Al netto del vantaggio di Immobile, la sensazione è che tra Lazio e Monza ci sia stato un abisso. Che non è l’arbitro, ma l’ago della bilancia puntato verso sui brianzoli, migliori sul profilo atletico, tattico e tecnico rispetto ai biancocelesti. 

Ancora una volta Raffaele Palladino dimostra di essere un allenatore con la A maiuscola, giovane ma esperto, filosofo e alchimista, promotore di un calcio di alto profilo. Slanciato, brillante, corale, estetico, esaltante, sostenibile, azzurrorange.

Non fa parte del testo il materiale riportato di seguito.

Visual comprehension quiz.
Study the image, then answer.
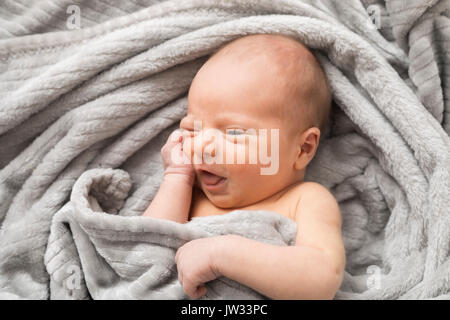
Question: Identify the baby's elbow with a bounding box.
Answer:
[319,267,344,300]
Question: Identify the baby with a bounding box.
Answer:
[143,34,345,299]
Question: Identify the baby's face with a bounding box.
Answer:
[180,52,297,208]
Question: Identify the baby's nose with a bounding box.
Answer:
[193,131,216,162]
[183,130,216,164]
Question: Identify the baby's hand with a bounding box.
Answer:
[161,129,195,183]
[175,235,227,299]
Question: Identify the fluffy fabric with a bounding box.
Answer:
[0,0,450,299]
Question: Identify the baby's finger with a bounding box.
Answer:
[168,129,183,143]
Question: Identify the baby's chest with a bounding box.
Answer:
[189,192,296,220]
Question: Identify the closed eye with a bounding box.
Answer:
[226,129,245,136]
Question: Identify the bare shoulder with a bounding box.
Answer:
[292,182,345,277]
[288,181,342,228]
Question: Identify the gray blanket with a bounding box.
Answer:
[0,0,450,299]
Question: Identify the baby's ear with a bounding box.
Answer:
[295,127,320,170]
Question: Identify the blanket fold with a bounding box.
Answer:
[45,169,297,299]
[0,0,450,299]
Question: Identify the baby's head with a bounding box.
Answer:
[180,34,331,209]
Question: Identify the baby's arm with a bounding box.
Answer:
[213,182,345,299]
[143,130,195,223]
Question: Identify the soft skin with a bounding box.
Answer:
[144,35,345,299]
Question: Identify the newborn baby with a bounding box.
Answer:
[144,35,345,299]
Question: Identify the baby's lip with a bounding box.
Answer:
[197,165,226,178]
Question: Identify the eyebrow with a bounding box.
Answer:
[180,112,257,127]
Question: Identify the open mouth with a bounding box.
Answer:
[199,170,226,188]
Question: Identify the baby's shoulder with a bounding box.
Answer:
[285,181,331,200]
[286,181,340,220]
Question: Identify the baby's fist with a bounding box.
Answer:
[161,129,195,179]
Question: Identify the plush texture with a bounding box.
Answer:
[0,0,450,299]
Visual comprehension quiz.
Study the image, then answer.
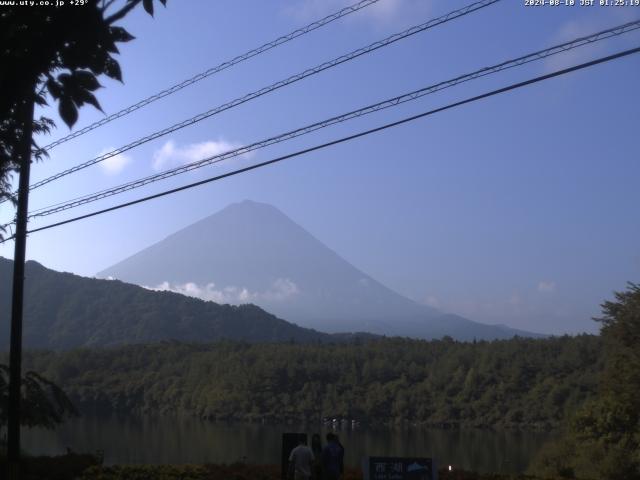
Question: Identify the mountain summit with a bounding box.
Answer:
[98,200,532,340]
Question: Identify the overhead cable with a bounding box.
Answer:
[0,47,640,243]
[29,20,640,218]
[43,0,380,150]
[20,0,501,196]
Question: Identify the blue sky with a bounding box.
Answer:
[0,0,640,333]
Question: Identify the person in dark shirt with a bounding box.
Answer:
[311,433,322,480]
[322,432,344,480]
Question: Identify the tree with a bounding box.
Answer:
[535,283,640,480]
[0,364,78,429]
[0,0,166,206]
[0,0,166,479]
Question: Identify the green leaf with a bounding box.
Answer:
[109,27,136,42]
[142,0,153,17]
[58,97,78,128]
[104,57,122,82]
[73,70,102,92]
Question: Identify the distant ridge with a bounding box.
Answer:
[0,257,338,351]
[98,200,543,340]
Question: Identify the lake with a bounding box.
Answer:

Perché, come diceva Pier Paolo Pasolini: "il calcio è l’ultima rappresentazione sacra del nostro tempo. È lo spettacolo che ha sostituito il teatro”
E in questo spettacolo c’è la griffe di Palladino, direttore di attori sul teatro-rettangolo verde, “Maestro” d’orchestra come Leonard Bernstein (film in uscita prossimamente su Netflix), moltiplicatore di divertimento e talenti. 
Basti pensare a Ciurria, jolly fondamentale per il Monza per duttilità, qualità e sacrificio (che ha stretti i denti e giocato con una caviglia gonfia: chapeau); o a Colpani, “suolista” errante dal tocco sublime la cui crescita sotto l’egida di Palladino è stata esponenziale. 

Un pareggio d’oro che sta quasi stretto ai biancorossi per le tante opportunità fabbricate ma restituisce una grande iniezione di fiducia e autostima in vista dei prossimi impegni. A partire dalla sfida dell’U-Power Stadium in programma giovedì 28 settembre alle 18.30 contro il Bologna.